Puis, dès l’âge de 9 ans, elle fut arrachée aux siens, vendue et envoyée aux États-Unis pour servir de génitrice. Hélas, elle est restée seule, sans aucune autre orque, pendant dix longues années : un supplice pour des êtres si sociaux. Ce départ de Shouka a plongé sa famille dans le désespoir : son père et sa marraine Freya ont commencé à déprimer, sa mère Sharkane, inconsolable, poussait de longs cris déchirants, son demi-frère Valentin se tapait la tête contre le bassin… Si par miracle Shouka vit toujours, ses plus proches parents restés en France sont aujourd’hui décédés… Excepté Inouk. Mais dans quel état est-il !
Impossible bonheur
Cette série de drames familiaux a fait sombrer Inouk, qui se morfond la plupart du temps dans les bassins, sauf quand il faut faire le bouffon pour quelques poissons. Certes, Wikie sa petite sœur, Moana et Keijo ses neveux (orques plus ou moins consanguines) sont encore à ses côtés. Mais le mal est fait. Depuis longtemps, Inouk manifeste les comportements répétitifs et les automutilations typiques des animaux détenus. Il a usé toute sa dentition, jusqu’à la pulpe (voir encadré), contre les parois des bassins. Ses douleurs buccales ont dégénéré en ulcères gingivaux, en régurgitations acides. On a beau le traiter, avec force médicaments, pour tenter d’éviter les infections, le mal qui le taraude semble inguérissable. Inouk n’a que 20 ans, il est à bout et file droit vers le néant…
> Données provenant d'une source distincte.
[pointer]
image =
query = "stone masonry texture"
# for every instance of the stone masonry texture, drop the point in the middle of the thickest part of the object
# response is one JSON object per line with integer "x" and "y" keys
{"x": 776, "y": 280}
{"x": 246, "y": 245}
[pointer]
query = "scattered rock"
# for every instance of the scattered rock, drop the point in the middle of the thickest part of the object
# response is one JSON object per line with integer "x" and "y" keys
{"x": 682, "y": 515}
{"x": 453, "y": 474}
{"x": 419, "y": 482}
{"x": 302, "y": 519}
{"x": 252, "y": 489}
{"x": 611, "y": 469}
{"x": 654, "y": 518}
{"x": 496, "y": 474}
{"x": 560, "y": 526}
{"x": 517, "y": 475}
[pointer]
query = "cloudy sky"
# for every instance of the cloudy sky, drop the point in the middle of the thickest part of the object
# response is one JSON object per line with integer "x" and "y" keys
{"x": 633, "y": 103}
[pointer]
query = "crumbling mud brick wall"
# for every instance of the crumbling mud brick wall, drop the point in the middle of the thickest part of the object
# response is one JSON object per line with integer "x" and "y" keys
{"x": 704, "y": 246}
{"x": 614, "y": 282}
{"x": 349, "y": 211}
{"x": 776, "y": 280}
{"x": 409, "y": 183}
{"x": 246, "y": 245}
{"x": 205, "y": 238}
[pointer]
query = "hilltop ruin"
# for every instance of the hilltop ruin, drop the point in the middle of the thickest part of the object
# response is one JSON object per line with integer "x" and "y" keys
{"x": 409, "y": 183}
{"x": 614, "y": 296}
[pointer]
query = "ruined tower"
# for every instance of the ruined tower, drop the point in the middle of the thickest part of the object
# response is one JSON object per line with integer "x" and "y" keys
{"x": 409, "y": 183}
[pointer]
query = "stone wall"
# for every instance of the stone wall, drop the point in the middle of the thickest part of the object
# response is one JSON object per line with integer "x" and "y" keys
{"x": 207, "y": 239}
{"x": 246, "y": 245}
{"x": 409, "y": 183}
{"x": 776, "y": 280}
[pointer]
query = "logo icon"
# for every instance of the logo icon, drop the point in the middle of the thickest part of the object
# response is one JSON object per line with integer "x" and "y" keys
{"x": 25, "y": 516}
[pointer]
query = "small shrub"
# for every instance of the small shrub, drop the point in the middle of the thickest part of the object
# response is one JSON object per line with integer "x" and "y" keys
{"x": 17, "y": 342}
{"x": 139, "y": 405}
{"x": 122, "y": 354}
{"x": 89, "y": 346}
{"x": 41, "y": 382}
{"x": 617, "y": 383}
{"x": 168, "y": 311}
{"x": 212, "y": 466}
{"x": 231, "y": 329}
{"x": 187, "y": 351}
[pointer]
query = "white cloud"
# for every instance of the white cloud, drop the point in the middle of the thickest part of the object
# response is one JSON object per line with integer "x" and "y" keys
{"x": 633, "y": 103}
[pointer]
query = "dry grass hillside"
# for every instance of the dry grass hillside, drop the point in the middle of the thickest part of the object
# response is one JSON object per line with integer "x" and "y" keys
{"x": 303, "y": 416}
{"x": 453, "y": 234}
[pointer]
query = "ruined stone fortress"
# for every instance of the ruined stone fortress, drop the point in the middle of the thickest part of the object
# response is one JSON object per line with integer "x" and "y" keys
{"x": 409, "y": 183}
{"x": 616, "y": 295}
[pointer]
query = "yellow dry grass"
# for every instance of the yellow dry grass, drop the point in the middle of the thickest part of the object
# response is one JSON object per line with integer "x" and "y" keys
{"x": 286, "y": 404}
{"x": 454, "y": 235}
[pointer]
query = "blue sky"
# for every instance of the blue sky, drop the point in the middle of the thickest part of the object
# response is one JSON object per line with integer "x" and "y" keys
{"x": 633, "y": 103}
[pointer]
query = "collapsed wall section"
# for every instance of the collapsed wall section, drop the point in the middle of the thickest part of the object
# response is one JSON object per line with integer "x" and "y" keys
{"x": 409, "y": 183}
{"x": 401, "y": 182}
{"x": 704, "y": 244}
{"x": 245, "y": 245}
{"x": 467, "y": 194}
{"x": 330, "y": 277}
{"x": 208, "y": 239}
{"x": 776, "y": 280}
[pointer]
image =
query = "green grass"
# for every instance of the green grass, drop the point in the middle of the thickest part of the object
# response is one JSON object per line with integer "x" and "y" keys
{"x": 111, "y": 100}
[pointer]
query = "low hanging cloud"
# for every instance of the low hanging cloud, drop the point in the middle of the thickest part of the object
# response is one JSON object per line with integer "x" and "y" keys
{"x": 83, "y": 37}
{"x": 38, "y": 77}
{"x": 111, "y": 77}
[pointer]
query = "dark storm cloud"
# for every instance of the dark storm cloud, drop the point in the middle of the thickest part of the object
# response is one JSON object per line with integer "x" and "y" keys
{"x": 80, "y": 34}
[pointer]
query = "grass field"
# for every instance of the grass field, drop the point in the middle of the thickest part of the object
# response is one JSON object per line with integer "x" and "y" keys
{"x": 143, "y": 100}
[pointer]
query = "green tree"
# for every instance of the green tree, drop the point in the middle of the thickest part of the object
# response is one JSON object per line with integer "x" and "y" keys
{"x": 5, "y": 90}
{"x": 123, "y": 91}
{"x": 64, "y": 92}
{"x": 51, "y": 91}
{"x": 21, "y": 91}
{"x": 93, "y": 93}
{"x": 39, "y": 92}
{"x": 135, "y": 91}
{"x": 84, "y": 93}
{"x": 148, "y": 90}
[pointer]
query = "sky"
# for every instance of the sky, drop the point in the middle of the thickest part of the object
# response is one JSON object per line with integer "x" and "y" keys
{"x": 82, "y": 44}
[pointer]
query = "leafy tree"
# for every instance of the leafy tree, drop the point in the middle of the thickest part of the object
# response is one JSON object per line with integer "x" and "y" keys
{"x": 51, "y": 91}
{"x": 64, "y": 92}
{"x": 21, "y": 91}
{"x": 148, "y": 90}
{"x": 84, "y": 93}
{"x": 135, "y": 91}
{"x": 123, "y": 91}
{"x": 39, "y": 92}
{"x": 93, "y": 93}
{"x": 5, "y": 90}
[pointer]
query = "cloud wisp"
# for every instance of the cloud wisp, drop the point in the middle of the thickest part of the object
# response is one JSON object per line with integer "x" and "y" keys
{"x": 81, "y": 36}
Inouk (à gauche) et Moana à Marineland. Sans acrobaties, pas de nourriture…
Expertises et plainte
Pour le sauver, One Voice a réuni les meilleurs parrains possibles, avec enquêtes filmées, expertises par des biologistes et vétérinaires spécialisés. John Hargrove, ancien chef-dresseur à Marineland, nous a lui aussi apporté son soutien (voir encadré). Voir et entendre des orques captives lui étant trop douloureux, il ne s’est pas approché des bassins. Mais les photos récentes d’Inouk, qu’il a connu bébé, lui ont causé un choc. Le témoignage qu’il a livré sur la réalité du martyre enduré par ses ex-compagnons orques a touché les médias, ainsi que des millions de personnes via les réseaux sociaux de One Voice.
Nous demandons une autre vie pour Inouk et totues les orques captives, au ministère concerné, devant les tribunaux compétents, par voie de pétitions et de manifestations citoyennes.
Tous ces experts pointant du doigt la souffrance physique et morale d’Inouk, nous ont incités à déposer plainte au pénal pour actes de cruauté. Car on ne peut, comme le fait la direction du parc, continuer à nier l’état dégradé de cette orque (surtout quand les rapports internes auxquels nous avons eu accès y font sans cesse allusion). Il est également mensonger d’alléguer que de tels problèmes de santé sont répandus chez les orques sauvages. Inouk est malade, faible et déprimé. Si nous n’intervenons pas, il va glisser au fond de ce bassin, qui résume, en peu de mètres cubes, la tragédie des cétacés captifs au profit de cette industrie.
Mobilisation générale
Nos militants sont eux aussi venus sur place pour protester contre Marineland, mais aussi auprès d’une préfecture et d’une municipalité complices. Nous irons en justice pour porter la voix de cette orque et dénoncer son martyre, tout en préparant les solutions de son transfert vers un sanctuaire marin. Nous demandons une autre vie pour Inouk et toutes les orques captives, au ministère concerné, devant les tribunaux compétents, par voie de pétitions et de manifestations citoyennes. Animés d’une détermination infinie, à la hauteur du drame d’Inouk et de sa famille, nous aurons besoin de votre soutien pour lutter, à tous les niveaux, afin que cesse cette tragédie, non pas annoncée, mais avérée.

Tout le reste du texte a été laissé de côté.